= First article inspection =

Design verification process

A First Article Inspection (FAI) is a production validation process for verifying that a new or modified production process produces conforming parts that meet the manufacturing specification detailed in technical or engineering drawings. Typically, a supplier performs the FAI and the purchaser reviews the report. The FAI process usually consists of fully testing and inspecting either the first part produced by the new process or a sample from the first batch of parts. First article inspection is typically a purchase order requirement of the purchaser for the supplier to complete. If the manufacturer doesn't have the in-house capability or if the purchaser requests, the first article inspection may be conducted by an approved subcontract supplier such as a dimensional inspection/metrology laboratory.

Dimensional characteristics (size, shape, and feature location) are normally inspected using calibrated tools such as Coordinate Measuring Machines (CMMs), Vernier calipers, Go/no go gauges, etc. It may also be a requirement for material testing to be completed, checking the hardness, conductivity and other properties.

First article inspections are commonplace for military subcontractors. The protocol is, however, required for design verification, purchasing controls, from the supplier and the purchasers receiving inspection in many non-military industries, particularly aerospace, automotive and medical manufacturing.

Manufacturers delivering products to government bodies or in regulated industries such as medical device must typically meet more stringent requirements than international requirements. If there are special test requirements outside of the suppliers capability then test maybe subcontracted to a 3rd party accredited testing lab. This is normally called First Article Test and is a separate activity from FAI.

Some general standards which apply to first article inspection are produced by the ISO (International Organization for Standardization), the SAE AS (Society of Automotive Engineers Aerospace Standards), the IEC (International Electrotechnical Commission), the IAF (International Accreditation Forum) the ILAC (International Laboratory Accreditation Cooperation) however more stringent regulations may apply in the U.S. in regulated industries.

First article inspection can fulfill the process validation requirement of a quality management system such as ISO9001, EN9100, and AS9100. Within the Aerospace industry SAE AS9102 Aerospace First Article Inspection Requirement is used. This standard also supports the Aerospace Series – Requirements for Advanced Product Quality, Planning and Production Part Approval Process.

==Type==
- To verify the accuracy of drawings and ensure that they reflect any changes made to parts design during the prototype design.
- To verify the production process in every parameter, rather than just concentrating on “critical” dimensions.
- To verify all tooling used to produce a part, to ensure that it is capable of producing parts to specifications.
- To verify the ability of the manufacturer to meet the needs of production.

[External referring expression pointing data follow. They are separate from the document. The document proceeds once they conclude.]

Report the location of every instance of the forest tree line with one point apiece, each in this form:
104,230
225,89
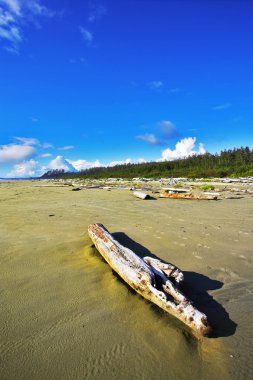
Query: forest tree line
228,163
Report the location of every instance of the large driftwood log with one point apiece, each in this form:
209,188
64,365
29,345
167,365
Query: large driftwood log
140,194
154,279
188,196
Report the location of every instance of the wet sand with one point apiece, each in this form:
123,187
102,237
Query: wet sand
64,315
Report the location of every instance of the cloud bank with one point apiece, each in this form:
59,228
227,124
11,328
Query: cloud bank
14,14
184,148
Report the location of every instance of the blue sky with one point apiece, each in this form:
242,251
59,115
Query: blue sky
89,83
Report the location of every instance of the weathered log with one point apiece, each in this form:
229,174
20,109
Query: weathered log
188,196
140,195
154,279
175,190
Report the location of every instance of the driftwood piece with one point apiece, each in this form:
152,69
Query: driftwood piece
140,195
188,196
175,190
154,279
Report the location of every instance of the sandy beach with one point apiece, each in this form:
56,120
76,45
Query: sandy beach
64,315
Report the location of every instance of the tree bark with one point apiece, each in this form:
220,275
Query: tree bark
154,279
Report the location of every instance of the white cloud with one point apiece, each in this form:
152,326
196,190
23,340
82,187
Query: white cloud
68,147
13,5
97,11
149,138
14,14
127,161
25,169
155,85
15,153
61,163
184,148
167,129
174,90
44,155
46,145
222,107
83,164
27,140
87,35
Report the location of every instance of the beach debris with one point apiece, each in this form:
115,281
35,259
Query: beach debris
154,279
175,190
188,196
141,195
233,197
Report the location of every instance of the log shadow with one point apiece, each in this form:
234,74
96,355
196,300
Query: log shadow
195,287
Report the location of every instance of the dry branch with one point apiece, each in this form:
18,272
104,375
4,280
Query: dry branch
154,279
188,196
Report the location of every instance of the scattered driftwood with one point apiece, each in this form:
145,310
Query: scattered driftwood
154,279
175,190
188,196
233,197
140,195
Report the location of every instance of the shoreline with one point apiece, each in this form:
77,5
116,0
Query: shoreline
64,313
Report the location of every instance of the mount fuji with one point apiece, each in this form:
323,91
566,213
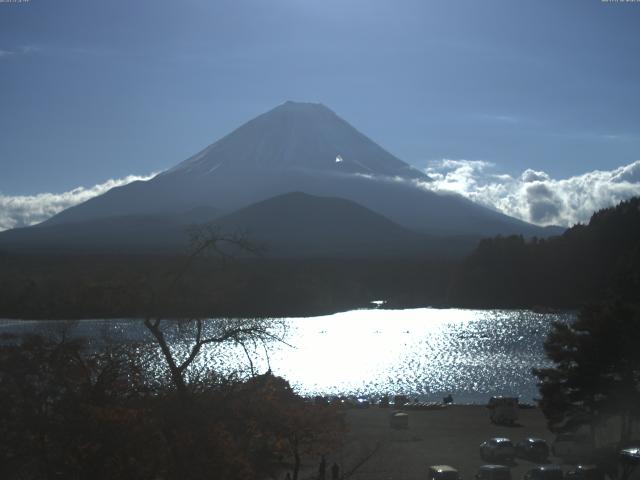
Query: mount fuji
295,147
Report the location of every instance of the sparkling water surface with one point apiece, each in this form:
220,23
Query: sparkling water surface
424,353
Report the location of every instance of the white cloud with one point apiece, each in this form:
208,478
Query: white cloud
534,196
21,50
25,210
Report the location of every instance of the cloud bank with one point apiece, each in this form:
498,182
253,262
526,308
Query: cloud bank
534,196
25,210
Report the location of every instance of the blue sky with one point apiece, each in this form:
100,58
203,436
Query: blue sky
94,90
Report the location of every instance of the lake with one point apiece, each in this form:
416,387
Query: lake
425,353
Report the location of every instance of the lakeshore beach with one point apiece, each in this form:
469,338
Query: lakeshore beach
450,435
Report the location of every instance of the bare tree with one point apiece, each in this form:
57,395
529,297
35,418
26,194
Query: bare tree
225,246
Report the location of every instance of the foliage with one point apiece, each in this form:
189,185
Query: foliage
71,412
584,264
596,372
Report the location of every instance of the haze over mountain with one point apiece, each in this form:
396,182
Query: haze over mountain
351,185
299,147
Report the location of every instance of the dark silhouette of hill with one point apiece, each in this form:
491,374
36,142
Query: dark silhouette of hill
297,225
307,148
289,225
587,263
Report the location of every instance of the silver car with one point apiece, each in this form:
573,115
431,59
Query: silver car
498,448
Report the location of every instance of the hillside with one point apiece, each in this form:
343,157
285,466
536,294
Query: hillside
584,264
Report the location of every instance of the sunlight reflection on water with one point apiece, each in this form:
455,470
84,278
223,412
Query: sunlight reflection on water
425,353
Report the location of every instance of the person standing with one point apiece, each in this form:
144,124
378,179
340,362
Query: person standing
322,469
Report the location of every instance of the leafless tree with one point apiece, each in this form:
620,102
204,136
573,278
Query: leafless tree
225,246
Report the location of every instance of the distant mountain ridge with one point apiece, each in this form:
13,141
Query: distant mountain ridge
295,147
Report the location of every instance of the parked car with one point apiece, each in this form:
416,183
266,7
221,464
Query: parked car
493,472
585,472
630,456
504,410
498,448
532,448
572,446
545,472
443,472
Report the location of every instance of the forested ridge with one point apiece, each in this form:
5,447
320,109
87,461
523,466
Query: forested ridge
583,265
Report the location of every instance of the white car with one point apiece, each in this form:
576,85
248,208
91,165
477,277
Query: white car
498,448
443,472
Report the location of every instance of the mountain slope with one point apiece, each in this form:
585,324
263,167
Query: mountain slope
307,148
289,225
297,224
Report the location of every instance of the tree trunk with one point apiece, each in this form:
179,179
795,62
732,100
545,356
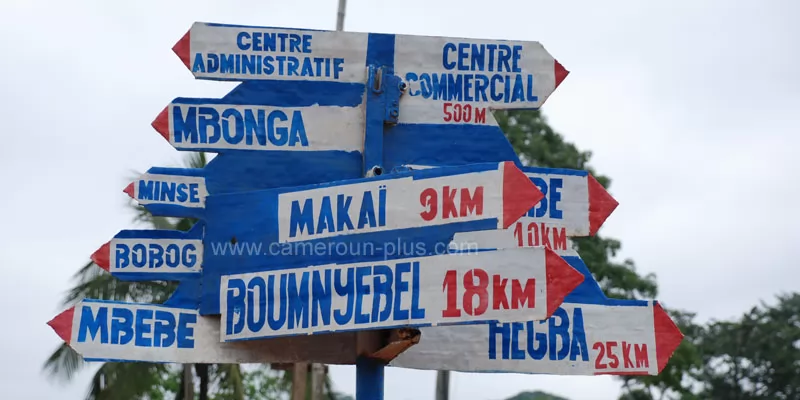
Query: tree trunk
186,391
442,385
299,381
202,373
317,381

==Enhanced first article inspections==
With the use of modern computers in the manufacturing environment, first article inspections are no longer being used with the traditional three form layout on paper but instead recorded digitally and stored on servers for easy access and organization. Recording the first article digitally eliminates errors with the help of software that keeps track of the FAIs and generates reports immediately after successful completion of an FAI.

==By industry==

===Aviation and aerospace===
AS9102 is the North American aerospace standard for First Article Inspection Requirements (like SJAC9102 for Japanese Aerospace Standards and EN9102 for European Aerospace Standards). First article inspection can be documented on Forms 1 (Part Number Accountability), 2 (Product Accountability), and 3 (Characteristic Accountability, Verification and Compatibility Evaluation).

Form 3 may often be referred to 3D data models or 2D technical data sheets (also called ballooned drawings), where the characterics are uniquely identified.

Some software solutions insert a grid on the 2D data sheets, so that the measured characteristics may be uniquely identified by the part number and the related revision number of the 2D data sheet, and the relative position of the characteristics on it (e.g.: in quarter A2, C10).

In a 3D data model, the point of each measured characteristics is uniquely identified by three numbers: the coordinate vector, that gives his Triangulation in a 3D space.

First Article Inspection is part of AS9145, Requirements for Advanced Product Quality Planning and Production Part Approval Process (APQP/PPAP), Phase 4 and is a required document for APQP/PPAP approval. See Production Part Approval Process.

Many large aerospace companies including Bombardier Aerospace, and Spirit AeroSystems have recently switched to enhanced first article inspections in order to keep track of the numerous first articles received by different companies within the company's supply chain. Suppliers to these companies, including Machine Shops, are also turning to enhanced first article inspections to improve manufacturing productivity and throughput by eliminating the manual process of creating FAIs. Customers who perform such inspections are recommended to identify this in the contract, and to use specific forms to document the results.